Friday, April 25, 2008

No Elbows in the Afterlife

C. Wayne Mayhall, editor of Christian Research Journal, tells this story:

Imagine you are in the center of a Great Hall in hell and spread before you is a banquet table loaded with a veritable cornucopia of earthly delights – a feast. To your dismay, however, the people seated at the table are emaciated, literally starving to death. You are wondering what could possibly warrant such madness, until the answer becomes quite clear. These people have no elbows! They can grab their food, but they can’t get it to their mouths.

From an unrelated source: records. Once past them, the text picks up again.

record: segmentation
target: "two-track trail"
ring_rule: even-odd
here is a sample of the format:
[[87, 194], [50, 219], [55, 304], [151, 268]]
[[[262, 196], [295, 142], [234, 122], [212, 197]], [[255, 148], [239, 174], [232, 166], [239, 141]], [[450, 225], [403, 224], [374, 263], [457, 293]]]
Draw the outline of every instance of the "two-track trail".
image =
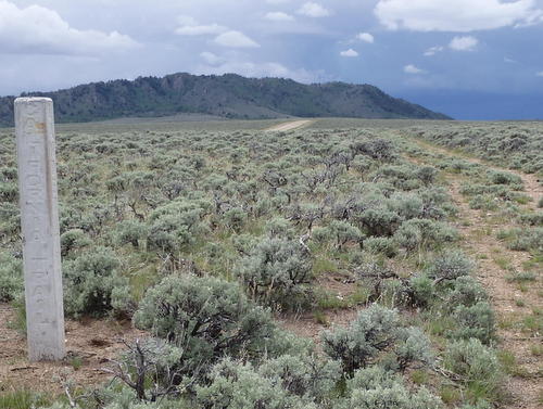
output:
[[[446, 149], [430, 143], [413, 140], [422, 151], [455, 157], [477, 163], [489, 169], [504, 170], [518, 175], [523, 182], [525, 192], [531, 202], [525, 205], [526, 209], [534, 209], [538, 201], [543, 196], [543, 189], [536, 177], [519, 171], [503, 169], [488, 165], [483, 161], [458, 155]], [[426, 156], [409, 157], [419, 164], [431, 165], [431, 158]], [[498, 347], [503, 354], [513, 355], [506, 368], [508, 372], [507, 389], [510, 394], [509, 402], [505, 408], [536, 409], [541, 408], [543, 392], [543, 369], [541, 355], [534, 350], [541, 348], [542, 335], [536, 331], [527, 331], [526, 319], [532, 314], [541, 314], [541, 279], [543, 272], [538, 271], [536, 281], [529, 285], [519, 285], [510, 280], [512, 271], [522, 271], [523, 265], [531, 256], [527, 252], [514, 252], [506, 244], [496, 239], [501, 229], [506, 229], [507, 221], [496, 221], [491, 213], [471, 209], [468, 199], [460, 193], [462, 180], [457, 175], [445, 174], [449, 183], [449, 193], [458, 208], [456, 228], [463, 237], [463, 247], [467, 254], [477, 260], [477, 278], [485, 286], [491, 296], [491, 303], [496, 314]], [[510, 221], [509, 221], [510, 222]], [[510, 226], [513, 227], [513, 226]], [[504, 268], [504, 264], [507, 268]], [[532, 312], [539, 311], [539, 312]], [[538, 319], [538, 317], [535, 317]], [[540, 318], [539, 318], [540, 319]]]

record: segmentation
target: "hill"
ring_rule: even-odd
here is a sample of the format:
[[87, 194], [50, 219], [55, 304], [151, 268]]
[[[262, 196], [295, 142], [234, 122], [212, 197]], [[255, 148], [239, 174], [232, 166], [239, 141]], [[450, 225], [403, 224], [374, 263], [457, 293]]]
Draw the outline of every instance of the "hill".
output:
[[[54, 92], [22, 94], [30, 95], [52, 98], [59, 123], [178, 113], [238, 119], [285, 116], [450, 119], [392, 98], [370, 85], [303, 85], [291, 79], [244, 78], [235, 74], [195, 76], [179, 73], [163, 78], [117, 79]], [[13, 100], [14, 97], [0, 98], [0, 125], [13, 125]]]

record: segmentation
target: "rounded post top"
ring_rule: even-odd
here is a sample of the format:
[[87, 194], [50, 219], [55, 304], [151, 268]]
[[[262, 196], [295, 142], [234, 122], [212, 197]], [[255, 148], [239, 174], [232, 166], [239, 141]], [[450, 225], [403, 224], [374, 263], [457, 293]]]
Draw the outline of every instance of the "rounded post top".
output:
[[48, 103], [53, 102], [50, 98], [46, 97], [20, 97], [15, 99], [15, 104], [33, 104], [33, 103]]

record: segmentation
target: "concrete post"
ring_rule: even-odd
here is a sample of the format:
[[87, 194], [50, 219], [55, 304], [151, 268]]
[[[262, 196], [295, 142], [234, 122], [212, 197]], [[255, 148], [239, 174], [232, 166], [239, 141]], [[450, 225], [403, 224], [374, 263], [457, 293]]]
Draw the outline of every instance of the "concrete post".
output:
[[65, 356], [53, 102], [15, 100], [18, 190], [30, 361]]

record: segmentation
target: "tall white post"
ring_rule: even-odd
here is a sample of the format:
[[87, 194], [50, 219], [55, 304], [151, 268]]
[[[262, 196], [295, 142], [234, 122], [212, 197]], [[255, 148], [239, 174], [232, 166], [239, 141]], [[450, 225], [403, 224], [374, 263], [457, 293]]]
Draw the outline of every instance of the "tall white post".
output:
[[65, 356], [53, 102], [15, 100], [18, 191], [31, 361]]

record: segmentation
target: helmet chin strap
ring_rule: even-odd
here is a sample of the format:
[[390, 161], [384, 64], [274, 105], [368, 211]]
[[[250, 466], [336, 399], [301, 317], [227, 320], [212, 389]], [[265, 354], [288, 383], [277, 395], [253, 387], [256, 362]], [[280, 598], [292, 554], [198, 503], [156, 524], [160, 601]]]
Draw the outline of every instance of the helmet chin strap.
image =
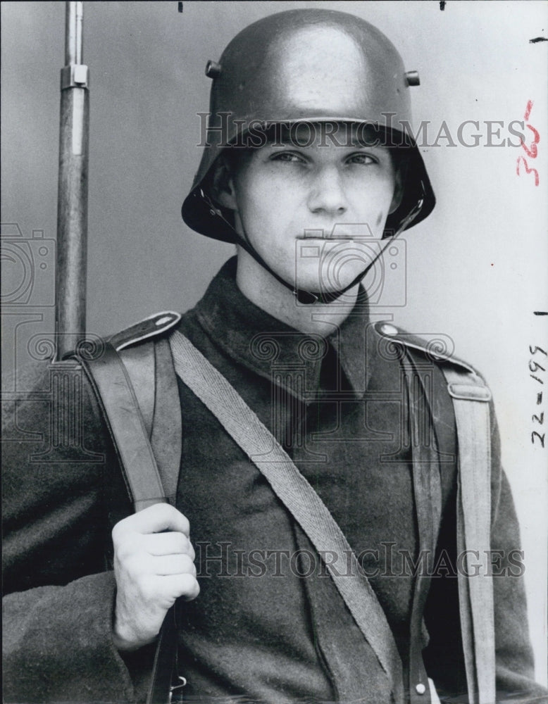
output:
[[[424, 187], [423, 189], [424, 192]], [[235, 244], [239, 244], [241, 247], [245, 249], [245, 251], [248, 253], [248, 254], [250, 254], [255, 260], [255, 261], [257, 262], [257, 263], [259, 264], [261, 267], [263, 267], [263, 269], [266, 269], [266, 271], [268, 271], [268, 273], [276, 279], [276, 281], [280, 282], [280, 283], [282, 286], [285, 286], [286, 289], [288, 289], [289, 291], [291, 291], [299, 303], [304, 305], [310, 305], [316, 303], [332, 303], [334, 301], [337, 301], [337, 298], [340, 298], [340, 296], [342, 296], [344, 294], [345, 294], [347, 291], [349, 291], [351, 289], [353, 289], [357, 284], [359, 284], [359, 282], [361, 281], [361, 279], [363, 278], [366, 274], [367, 274], [367, 272], [369, 271], [369, 270], [375, 263], [375, 262], [378, 259], [380, 256], [381, 256], [384, 253], [385, 250], [390, 244], [392, 240], [397, 237], [398, 235], [400, 234], [406, 229], [406, 227], [409, 227], [409, 225], [417, 217], [418, 213], [421, 212], [423, 207], [423, 203], [424, 203], [423, 197], [419, 199], [419, 200], [415, 205], [414, 208], [413, 208], [413, 209], [407, 215], [407, 216], [400, 222], [397, 231], [393, 235], [391, 235], [390, 237], [387, 238], [387, 241], [386, 243], [386, 245], [380, 251], [380, 252], [378, 254], [378, 256], [375, 257], [375, 258], [373, 259], [373, 260], [370, 264], [368, 264], [366, 267], [366, 268], [363, 270], [363, 271], [360, 272], [360, 273], [354, 279], [353, 279], [352, 281], [347, 286], [345, 286], [344, 288], [343, 289], [340, 289], [337, 291], [306, 291], [304, 289], [296, 288], [294, 284], [288, 283], [287, 281], [285, 281], [285, 279], [283, 279], [281, 276], [280, 276], [279, 274], [277, 274], [276, 272], [275, 272], [272, 269], [272, 268], [269, 266], [268, 264], [266, 263], [266, 262], [264, 260], [264, 259], [263, 259], [263, 258], [261, 256], [259, 252], [256, 251], [256, 250], [254, 249], [254, 248], [251, 246], [248, 240], [242, 237], [242, 235], [239, 234], [239, 233], [236, 231], [232, 222], [230, 222], [226, 219], [226, 218], [225, 218], [225, 216], [223, 215], [223, 212], [221, 211], [220, 208], [218, 208], [213, 203], [209, 196], [207, 196], [206, 194], [205, 194], [201, 189], [200, 189], [200, 194], [201, 195], [202, 199], [207, 203], [207, 206], [209, 208], [209, 212], [211, 213], [211, 215], [216, 215], [218, 218], [220, 218], [221, 220], [226, 225], [228, 225], [232, 230], [235, 236]]]

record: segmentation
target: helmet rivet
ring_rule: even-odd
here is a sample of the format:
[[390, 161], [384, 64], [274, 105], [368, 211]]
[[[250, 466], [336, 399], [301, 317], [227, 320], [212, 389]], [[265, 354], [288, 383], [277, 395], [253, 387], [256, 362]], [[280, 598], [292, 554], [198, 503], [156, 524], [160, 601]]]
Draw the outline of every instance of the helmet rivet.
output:
[[379, 330], [383, 335], [397, 335], [398, 329], [394, 325], [391, 325], [390, 322], [383, 322], [382, 325], [379, 328]]
[[405, 75], [405, 80], [408, 86], [420, 86], [421, 79], [418, 76], [418, 71], [407, 71]]
[[216, 61], [208, 61], [206, 64], [206, 75], [208, 78], [218, 78], [220, 74], [220, 64]]

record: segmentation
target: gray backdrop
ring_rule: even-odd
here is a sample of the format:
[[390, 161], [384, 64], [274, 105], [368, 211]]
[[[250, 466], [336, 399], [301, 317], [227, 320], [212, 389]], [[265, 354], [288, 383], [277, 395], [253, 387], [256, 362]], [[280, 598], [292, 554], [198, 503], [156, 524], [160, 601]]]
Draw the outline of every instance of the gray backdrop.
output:
[[[378, 26], [406, 68], [419, 71], [414, 113], [417, 124], [431, 121], [422, 151], [437, 196], [433, 214], [404, 233], [405, 305], [384, 309], [385, 317], [449, 339], [492, 386], [522, 524], [537, 677], [545, 680], [548, 451], [532, 444], [531, 432], [544, 432], [532, 416], [546, 403], [537, 405], [542, 386], [528, 363], [529, 345], [547, 348], [547, 319], [533, 315], [548, 301], [547, 43], [530, 42], [547, 34], [547, 6], [444, 4], [441, 11], [434, 1], [185, 2], [180, 13], [175, 1], [85, 3], [88, 327], [104, 334], [157, 310], [187, 309], [232, 253], [189, 231], [180, 214], [200, 156], [196, 113], [208, 108], [207, 60], [218, 60], [248, 23], [285, 8], [336, 5]], [[7, 365], [16, 356], [20, 368], [35, 356], [30, 337], [53, 325], [47, 241], [56, 236], [64, 3], [3, 2], [1, 20], [3, 239], [23, 238], [37, 256], [43, 239], [47, 250], [28, 300], [18, 299], [20, 264], [4, 262], [3, 352]], [[541, 137], [537, 156], [528, 160], [537, 187], [523, 161], [516, 173], [518, 157], [527, 155], [509, 132], [529, 100], [526, 122]], [[444, 120], [450, 139], [435, 145]], [[480, 121], [479, 130], [468, 125], [462, 133], [468, 144], [478, 134], [477, 146], [458, 139], [464, 120]], [[486, 120], [503, 123], [491, 127], [490, 137]], [[524, 132], [530, 144], [534, 132]], [[542, 363], [540, 353], [534, 359]]]

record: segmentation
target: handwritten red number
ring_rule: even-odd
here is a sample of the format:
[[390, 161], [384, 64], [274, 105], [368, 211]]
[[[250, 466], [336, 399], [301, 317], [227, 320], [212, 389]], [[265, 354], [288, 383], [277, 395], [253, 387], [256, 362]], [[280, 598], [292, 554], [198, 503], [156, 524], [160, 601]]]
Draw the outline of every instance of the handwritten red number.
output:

Now imagine yourself in a Great Hall in Heaven among the feasting and fellowship of people who are obviously well-fed and happy. Here the sounds of singing and laughter fill the room, and here, too, you notice that these people do not have elbows. The difference is that here the people are feeding each other and the next tasty morsel is only the arm’s length of a friend away. (From Christian Research Journal, Vol. 30, No. 4, p. 3)
This illustrates what Mayhall calls “the insanity of selfishness.” I venture to guess that if the people in hell in this illustration actually did have elbows, then instead of starving, they would be jabbing each other in the side, trying to get to the food on the table before anyone else. And those in heaven with elbows would continue using them the way God intended ... to serve each other sacrificially.

Our Lord Jesus has elbows. And with those elbows he extended his arms on the cross, willingly sacrificing his life so that we might be forgiven of all our sins. His service for us was selfless and sacrificial. He bore our sins upon the cross. And his service for us even now is selfless and sacrificial. He continually serves us with his love and mercy in the Gospel and with his very own body and blood in the Sacrament of the Altar.

Because Christ has selflessly and sacrificially served us, we can selfless and sacrificially serve others. This will involve bearing each other’s burdens. Sometimes it involves sacrificially loving others even when they have hurt us or offended us. In other words, you have to sacrifice your selfish ego that wants to hang on to a grudge. It means that you seek to forgive when someone has hurt you. It means that you are willing to admit you have been wrong and are willing to receive someone else’s forgiveness. That’s sacrificial.

It’s so important that we do this with each other in Christ’s Church. Jesus said, “By this all people will know that you are my disciples, if you have love for one another.” (John 13:35) And St. Paul commends the Christians at Colosse with these words: “We always thank God, the Father of our Lord Jesus Christ, when we pray for you, since we heard of your faith in Christ Jesus and of the love that you have for all the saints, because of the hope laid up for you in heaven.” (Col. 1:3-5) The hope of heaven comes from the faith which we have in Christ Jesus, whose selfless sacrifice for us on the cross motivates our love – our selfless, sacrificial, forgiving love – for each other.

So use your elbows. Not to beat everyone else to the table. But to serve one another and in so doing, show that you love and forgive each other.